Without enough life insurance to replace your income, your family may not be able to keep up with short- and long-term expenses. For example, if your policy doesn’t leave your family with enough money to make mortgage payments, they could fall behind and lose their housing.

The life insurance gender gap

Women are historically underinsured for life insurance compared to men, with just 47% of women owning a policy in 2021 compared to 58% of men. [2] A recent report from LIMRA, a financial services research, consulting, and professional development organization, found that 43% of women say they need or need more life insurance. A lack of knowledge, and specifically about how much coverage to buy, has a significant impact on this gap. [3] Eight in 10 women also overestimate the cost of a policy.

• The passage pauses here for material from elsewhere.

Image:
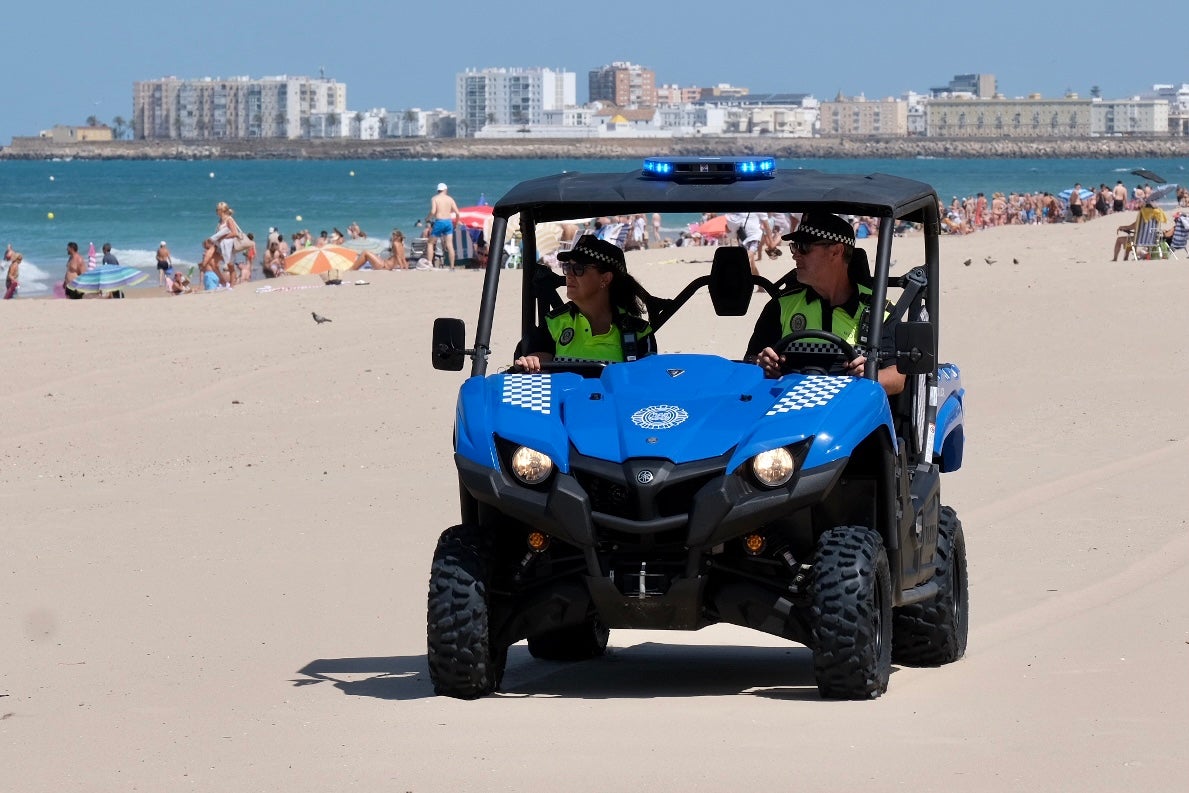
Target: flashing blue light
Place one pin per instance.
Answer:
(709, 168)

Anyone who contributes to your household should have insurance protection, regardless of gender. Using the estimation methods above are a great first step in making a confident decision about your own life insurance plan or confirming that you have the right amount of coverage. If you still have questions after making an estimate, an insurance or financial professional can talk you through your next steps.

→ Learn more about buying life insurance for women

Ready to shop for life insurance?

Get started

Who can I talk to about life insurance?

Figuring out how much coverage you need is an important decision, but all of the options and numbers can get overwhelming. Our licensed insurance agents can answer any questions you have about how to make a life insurance coverage estimate based on your finances.

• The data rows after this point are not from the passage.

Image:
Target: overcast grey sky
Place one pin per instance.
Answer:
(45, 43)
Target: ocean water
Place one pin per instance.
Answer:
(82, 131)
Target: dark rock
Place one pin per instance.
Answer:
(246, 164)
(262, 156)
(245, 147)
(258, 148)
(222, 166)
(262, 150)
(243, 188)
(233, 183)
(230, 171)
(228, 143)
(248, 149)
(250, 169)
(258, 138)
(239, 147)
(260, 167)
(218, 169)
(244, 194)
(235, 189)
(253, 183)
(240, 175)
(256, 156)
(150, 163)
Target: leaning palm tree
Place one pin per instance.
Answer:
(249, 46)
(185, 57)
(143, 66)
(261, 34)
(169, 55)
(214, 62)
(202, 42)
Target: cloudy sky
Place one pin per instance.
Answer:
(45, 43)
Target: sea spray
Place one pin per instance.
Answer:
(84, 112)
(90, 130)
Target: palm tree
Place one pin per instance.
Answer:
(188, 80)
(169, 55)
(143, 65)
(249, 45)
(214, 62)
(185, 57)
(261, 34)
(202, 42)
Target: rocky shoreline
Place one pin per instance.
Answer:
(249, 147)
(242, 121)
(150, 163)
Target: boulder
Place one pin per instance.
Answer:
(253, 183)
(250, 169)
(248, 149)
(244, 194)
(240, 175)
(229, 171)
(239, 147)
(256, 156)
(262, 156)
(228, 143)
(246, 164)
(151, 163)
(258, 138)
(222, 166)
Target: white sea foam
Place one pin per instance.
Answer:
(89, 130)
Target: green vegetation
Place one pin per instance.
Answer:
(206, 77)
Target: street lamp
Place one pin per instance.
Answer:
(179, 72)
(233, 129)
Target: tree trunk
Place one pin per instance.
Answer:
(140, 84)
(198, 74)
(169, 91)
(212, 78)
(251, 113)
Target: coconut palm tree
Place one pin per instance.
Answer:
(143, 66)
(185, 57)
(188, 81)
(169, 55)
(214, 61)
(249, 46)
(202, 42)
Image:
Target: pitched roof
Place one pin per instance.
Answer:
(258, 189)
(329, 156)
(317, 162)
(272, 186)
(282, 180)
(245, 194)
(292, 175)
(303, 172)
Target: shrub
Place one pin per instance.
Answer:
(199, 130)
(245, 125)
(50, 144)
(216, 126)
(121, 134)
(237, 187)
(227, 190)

Not ready to talk to an agent? Seek out a certified financial advisor or estate planning advisor that you trust. These professionals can walk you through different scenarios and options that make life insurance part of your long-term financial plan and ensure that you’re protecting what’s most important to you.

Next steps for buying life insurance

Now that you’ve figured out how much life insurance you need, you’re ready to shop around and find the best life insurance companies. Working with a Policygenius agent (for free) is the best way to get the right amount of coverage at the most competitive price. 

→ Learn more about how to buy life insurance

Frequently asked questions

How much life insurance should I buy?

Experts recommend that you get life insurance coverage that is at least 10 times your income. You may need more depending on your debts and whether you have children.

How do you determine how much life insurance you need?

Tally up your financial obligations and subtract your existing life insurance policies and liquid assets, such as your savings accounts.

When should I get life insurance?

Even if you don’t have an immediate need for life insurance, you should get coverage as soon as possible. The cost of life insurance increases as you age and your health worsens, so purchasing a policy while you're younger is the best way to lock in more coverage for less.

What is the rule of thumb for how much life insurance you need?

The common rule of thumb to estimate how much life insurance you need is to multiply your annual post-tax income by 10 to 30 times. This way, your family will get a benefit that can replace your income for at least a decade.

Is life insurance worth it if you’re single?

Life insurance is worth buying if you’re single if someone depends on your income. That includes any co-signed loans you currently pay, like student loans, which become your co-signer’s responsibility when you die.